Filed Pursuant to Rule 424(b)(3)
Registration No. 333-268021
PROSPECTUS
5,800,019 Shares of Common Stock
This prospectus relates to the offer and resale from time to time of up to 5,800,019 shares (the Shares) of common
stock, par value $0.0001 per share, of Aadi Bioscience, Inc., a Delaware corporation (the Company), by the selling stockholders identified in this prospectus, including their transferees, pledgees or donees or their respective
successors (the selling stockholders), which consist of 3,373,526 outstanding shares of our common stock held by the selling stockholders and 2,426,493 shares of our common stock issuable upon the exercise of outstanding pre-funded warrants to purchase shares of our common stock. The Shares were issued and sold to the selling stockholders in a private placement (the Private Placement) pursuant to a
securities purchase agreement among us and such selling stockholders dated September 22, 2022 (the Purchase Agreement). Concurrently with the Purchase Agreement, we entered into a registration rights agreement (the
Registration Rights Agreement) with the selling stockholders, and we are registering the Shares being offered hereunder pursuant to such registration rights agreement on behalf of the selling stockholders, to be offered and sold
by them from time to time. We will not receive any proceeds from the sale of the Shares offered by this prospectus.
We have agreed,
pursuant to the registration rights agreement, to bear all of the expenses incurred in connection with the registration of the Shares. The selling stockholders will pay or assume discounts, commissions, fees of underwriters, selling brokers or
dealer managers and similar expenses, if any, incurred for the sale of the Shares.
The selling stockholders identified in this prospectus
may offer the Shares pursuant to this prospectus from time to time through public or private transactions at fixed prices, at market prices prevailing at the time of sale, at prices related to prevailing market prices or at privately negotiated
prices. The selling stockholders may sell shares to or through underwriters, broker-dealers or agents, who may receive compensation in the form of discounts, concessions or commissions from the selling stockholders, the purchasers of the shares, or
both. For additional information on the methods of sale that may be used by the selling stockholders, see the section entitled Plan of Distribution on page 13. For a list of the selling stockholders, see the section entitled
Selling Stockholders on page 9.
We may amend or supplement this prospectus from time to time by filing amendments or
supplements as required.

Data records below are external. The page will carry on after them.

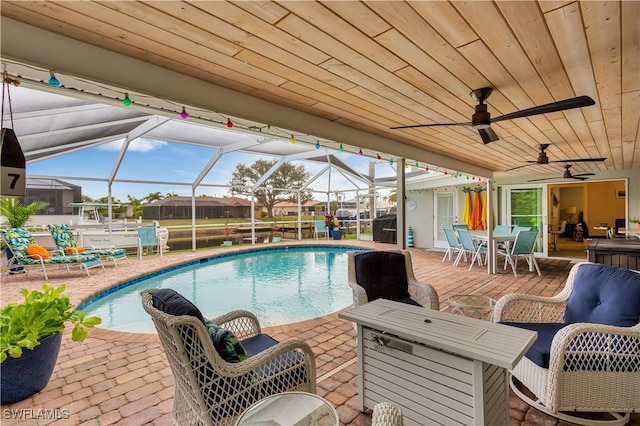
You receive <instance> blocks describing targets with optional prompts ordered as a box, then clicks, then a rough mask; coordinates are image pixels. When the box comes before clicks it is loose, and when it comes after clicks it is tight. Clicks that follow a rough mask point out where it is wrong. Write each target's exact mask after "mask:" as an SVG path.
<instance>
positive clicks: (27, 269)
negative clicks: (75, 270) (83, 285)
mask: <svg viewBox="0 0 640 426" xmlns="http://www.w3.org/2000/svg"><path fill="white" fill-rule="evenodd" d="M0 236H2V239H3V240H4V241H5V243H6V244H7V247H9V250H11V253H12V254H13V256H12V257H11V259H9V261H8V264H7V270H9V271H10V270H12V269H13V268H15V267H16V266H18V267H23V268H24V270H25V271H28V270H29V269H33V268H38V269H42V272H43V273H44V278H45V279H46V280H48V279H49V276H48V275H47V270H46V268H50V267H54V266H55V267H61V266H65V267H66V268H67V271H68V272H71V271H70V269H69V267H70V266H71V265H77V266H79V267H80V268H82V269H84V270H85V272H86V273H87V276H91V275H90V274H89V269H90V268H95V267H97V266H100V267H102V269H104V265H103V264H102V261H101V260H100V258H99V257H98V256H96V255H93V254H81V255H69V256H67V255H64V253H59V252H58V251H52V252H51V255H50V256H49V257H47V258H45V257H43V256H42V255H39V254H31V255H30V254H27V247H29V246H31V245H34V244H35V241H34V239H33V237H32V236H31V234H30V233H29V231H27V230H26V229H24V228H9V229H0Z"/></svg>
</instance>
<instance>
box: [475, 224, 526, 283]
mask: <svg viewBox="0 0 640 426" xmlns="http://www.w3.org/2000/svg"><path fill="white" fill-rule="evenodd" d="M469 234H470V235H471V238H473V239H474V240H477V241H480V243H481V244H484V245H485V246H486V247H487V250H488V251H487V256H488V260H487V272H488V273H490V274H495V273H496V265H497V262H498V243H499V242H502V243H506V244H507V245H508V244H509V243H512V242H513V241H515V239H516V234H511V233H503V232H501V233H495V234H493V235H492V236H491V237H492V238H491V240H492V241H493V244H492V245H491V247H489V241H490V240H489V232H488V231H486V230H484V231H469Z"/></svg>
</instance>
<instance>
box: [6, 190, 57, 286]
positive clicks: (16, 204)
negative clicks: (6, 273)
mask: <svg viewBox="0 0 640 426" xmlns="http://www.w3.org/2000/svg"><path fill="white" fill-rule="evenodd" d="M48 205H49V203H47V202H46V201H34V202H33V203H29V204H28V205H26V206H25V205H24V204H22V202H21V201H20V200H19V199H18V198H15V197H2V198H0V213H1V214H2V216H4V217H5V222H4V223H3V226H7V227H9V228H22V227H24V225H25V224H26V223H27V221H28V220H29V218H31V216H32V215H33V214H34V213H36V212H37V211H38V210H42V209H44V208H46V207H47V206H48ZM2 248H4V253H5V256H6V258H7V262H8V261H9V260H10V259H11V258H12V257H13V253H11V250H9V248H8V247H6V246H4V243H2ZM22 271H23V268H22V266H14V267H12V268H11V270H10V271H9V272H10V273H13V274H15V273H18V272H22Z"/></svg>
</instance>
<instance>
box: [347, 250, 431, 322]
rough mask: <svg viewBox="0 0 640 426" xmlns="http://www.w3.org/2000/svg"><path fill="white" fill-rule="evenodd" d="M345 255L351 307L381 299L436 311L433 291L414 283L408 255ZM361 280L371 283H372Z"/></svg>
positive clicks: (413, 276)
mask: <svg viewBox="0 0 640 426" xmlns="http://www.w3.org/2000/svg"><path fill="white" fill-rule="evenodd" d="M347 256H348V271H349V274H348V279H349V286H350V287H351V289H352V291H353V307H354V308H355V307H358V306H360V305H364V304H365V303H368V302H369V301H370V300H375V299H378V298H384V299H392V300H397V301H401V302H406V303H412V302H411V301H413V302H417V303H418V304H420V305H421V306H423V307H425V308H430V309H435V310H439V309H440V302H439V300H438V293H437V292H436V290H435V289H434V288H433V287H432V286H431V285H429V284H427V283H423V282H420V281H418V280H417V279H416V277H415V276H414V274H413V265H412V263H411V254H410V253H409V252H408V251H406V250H376V251H365V252H349V253H348V254H347ZM364 281H375V284H374V283H371V282H364ZM365 286H366V287H368V288H367V289H365ZM372 287H373V288H372ZM367 291H369V295H367ZM407 291H408V296H407V295H406V293H407ZM402 293H405V294H404V295H403V294H402ZM409 298H410V299H411V301H409V300H408V299H409Z"/></svg>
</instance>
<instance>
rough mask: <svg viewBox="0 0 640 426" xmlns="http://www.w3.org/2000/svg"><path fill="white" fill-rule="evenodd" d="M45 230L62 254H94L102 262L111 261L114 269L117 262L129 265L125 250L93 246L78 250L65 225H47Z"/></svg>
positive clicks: (82, 248) (85, 247)
mask: <svg viewBox="0 0 640 426" xmlns="http://www.w3.org/2000/svg"><path fill="white" fill-rule="evenodd" d="M47 229H48V230H49V232H51V236H52V237H53V241H54V242H55V243H56V248H57V249H58V250H60V251H62V252H63V253H64V254H80V253H82V254H95V255H96V256H99V257H100V259H102V260H112V261H113V264H114V265H116V267H117V266H118V263H117V261H118V260H126V261H127V263H129V259H128V258H127V252H126V251H125V249H121V248H115V247H112V248H96V247H93V246H91V247H83V248H79V247H78V245H77V244H76V241H75V238H74V237H73V232H72V231H71V228H69V225H67V224H65V223H61V224H49V225H47Z"/></svg>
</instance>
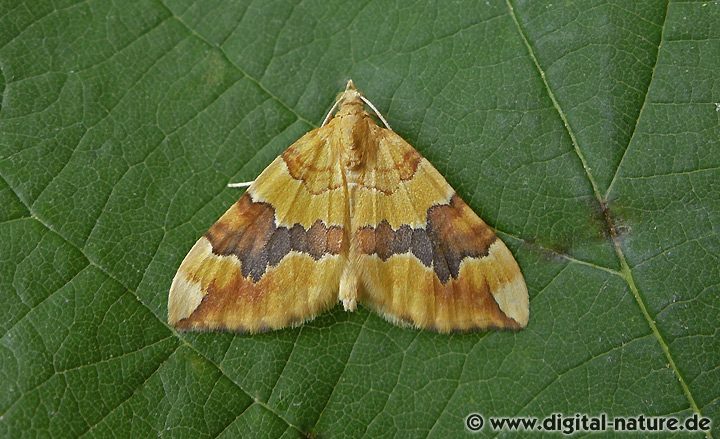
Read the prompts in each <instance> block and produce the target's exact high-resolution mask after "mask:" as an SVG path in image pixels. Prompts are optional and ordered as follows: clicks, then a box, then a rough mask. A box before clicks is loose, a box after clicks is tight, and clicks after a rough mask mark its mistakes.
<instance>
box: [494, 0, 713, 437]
mask: <svg viewBox="0 0 720 439" xmlns="http://www.w3.org/2000/svg"><path fill="white" fill-rule="evenodd" d="M505 1H506V3H507V6H508V10H509V13H510V16H511V18H512V20H513V22H514V24H515V27H516V29H517V31H518V34H519V35H520V38H521V39H522V41H523V43H524V44H525V47H526V48H527V51H528V55H529V57H530V58H531V60H532V62H533V65H534V66H535V68H536V69H537V71H538V74H539V76H540V79H541V81H542V83H543V85H544V87H545V91H546V92H547V94H548V97H549V98H550V100H551V101H552V103H553V107H554V108H555V110H556V111H557V113H558V115H559V116H560V118H561V119H562V121H563V125H564V126H565V129H566V131H567V134H568V135H569V137H570V139H571V141H572V145H573V149H574V150H575V152H576V154H577V156H578V158H579V160H580V161H581V163H582V166H583V169H584V171H585V175H586V177H587V179H588V181H589V182H590V185H591V186H592V189H593V193H594V194H595V199H596V201H597V202H598V204H599V206H600V207H601V208H602V207H606V206H607V204H608V196H609V195H610V191H611V189H612V185H613V183H614V182H615V180H616V177H617V176H618V174H619V172H620V166H621V165H622V162H623V159H624V158H625V156H626V154H627V151H628V149H629V148H630V145H631V144H632V140H633V138H634V136H635V132H636V130H637V127H638V124H639V122H640V118H641V116H642V113H643V109H644V108H645V105H646V103H647V101H648V94H649V91H650V86H651V84H652V80H653V78H654V74H655V67H656V66H657V61H658V58H659V57H660V47H661V46H662V41H663V35H664V31H665V22H666V19H667V15H668V9H669V7H670V3H669V2H667V3H666V6H665V16H664V17H663V23H662V29H661V32H660V40H659V43H658V50H657V52H656V58H655V64H654V65H653V74H652V76H651V79H650V81H648V85H647V89H646V91H645V98H644V100H643V104H642V107H641V109H640V112H638V116H637V120H636V121H635V126H634V128H633V133H632V135H631V136H630V139H629V141H628V144H627V145H626V147H625V150H624V152H623V155H622V158H621V159H620V162H619V163H618V166H617V168H616V170H615V173H614V175H613V178H612V181H611V183H610V185H609V186H608V189H607V192H606V193H605V195H604V196H603V195H601V193H600V190H599V188H598V185H597V183H596V182H595V178H594V177H593V175H592V172H591V170H590V167H589V166H588V164H587V161H586V159H585V156H584V154H583V152H582V149H581V148H580V144H579V143H578V141H577V138H576V137H575V133H574V131H573V129H572V127H571V125H570V122H569V120H568V118H567V116H566V115H565V112H564V111H563V110H562V107H561V106H560V103H559V102H558V101H557V99H556V98H555V94H554V93H553V91H552V89H551V87H550V84H549V83H548V82H547V78H546V77H545V71H544V70H543V69H542V66H541V65H540V62H539V61H538V59H537V57H536V56H535V52H534V49H533V48H532V45H531V44H530V41H529V39H528V37H527V35H526V33H525V31H524V30H523V28H522V25H521V24H520V21H519V20H518V18H517V16H516V14H515V10H514V7H513V4H512V0H505ZM605 221H606V223H607V227H608V229H609V230H610V235H611V240H612V243H613V248H614V249H615V254H616V255H617V258H618V260H619V262H620V272H619V273H620V275H621V277H622V278H623V280H625V283H626V284H627V286H628V288H629V289H630V291H631V292H632V294H633V297H634V298H635V301H636V302H637V304H638V306H639V308H640V311H641V313H642V315H643V317H644V318H645V321H646V322H647V324H648V326H650V329H651V331H652V333H653V336H654V337H655V340H656V341H657V343H658V344H659V345H660V348H661V349H662V351H663V354H664V355H665V358H666V359H667V361H668V364H669V366H670V369H671V370H672V371H673V373H674V374H675V377H676V378H677V380H678V382H679V383H680V386H681V388H682V390H683V393H684V394H685V397H686V399H687V400H688V403H689V404H690V408H691V409H692V411H693V412H695V413H697V414H698V415H699V416H702V413H701V412H700V408H699V407H698V405H697V403H696V402H695V398H694V397H693V394H692V392H691V391H690V387H689V386H688V385H687V382H686V381H685V378H684V377H683V375H682V373H681V372H680V369H679V368H678V367H677V365H676V363H675V360H674V358H673V356H672V353H671V352H670V346H669V345H668V344H667V342H666V341H665V338H664V337H663V335H662V333H661V332H660V330H659V329H658V327H657V325H656V324H655V321H654V319H653V318H652V316H650V313H649V312H648V310H647V307H646V305H645V301H644V300H643V298H642V295H641V294H640V290H639V289H638V287H637V284H636V282H635V278H634V276H633V273H632V269H631V267H630V266H629V265H628V263H627V260H626V258H625V254H624V252H623V249H622V245H621V243H620V240H619V239H618V236H617V233H616V230H615V226H614V224H612V222H611V221H610V220H609V219H608V217H607V216H605ZM706 436H707V437H712V434H711V433H710V431H708V432H707V433H706Z"/></svg>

You should carefully read this prospectus and any amendments or supplements accompanying this prospectus, together with any documents incorporated by reference herein or therein, before you make your investment decision.
The selling stockholders may sell any, all or none of the securities offered by this prospectus and we do not know when or in what amount
the selling stockholders may sell their common shares hereunder following the effective date of the registration statement of which this prospectus forms a part.
We are a smaller reporting company as defined in Rule 12b-2 promulgated under the Securities Exchange
Act of 1934, as amended (the Exchange Act). As such, we have elected to rely on certain reduced public company disclosure requirements. We are an emerging growth company, as defined under the federal securities laws,
and, as such, may elect to comply with certain reduced public company reporting requirements for future filings. See Implications of Being a Smaller Reporting Company and an Emerging Growth Company.
Our common stock is listed on The Nasdaq Capital Market under the symbol AADI. On November 3, 2022, the last reported sale price of
our common stock was $12.51 per share.
Investing in our securities involves a high degree of risk. See Risk Factors
on page 5 of this prospectus and in the documents incorporated by reference in this prospectus, as updated in the applicable prospectus supplement, and other future filings we make with the Securities and Exchange Commission that are
incorporated by reference into this prospectus, for a discussion of the factors you should consider carefully before deciding to purchase our securities.
Neither the Securities and Exchange Commission nor any state securities commission has approved or disapproved of these securities or
determined if this prospectus is truthful or complete. Any representation to the contrary is a criminal offense.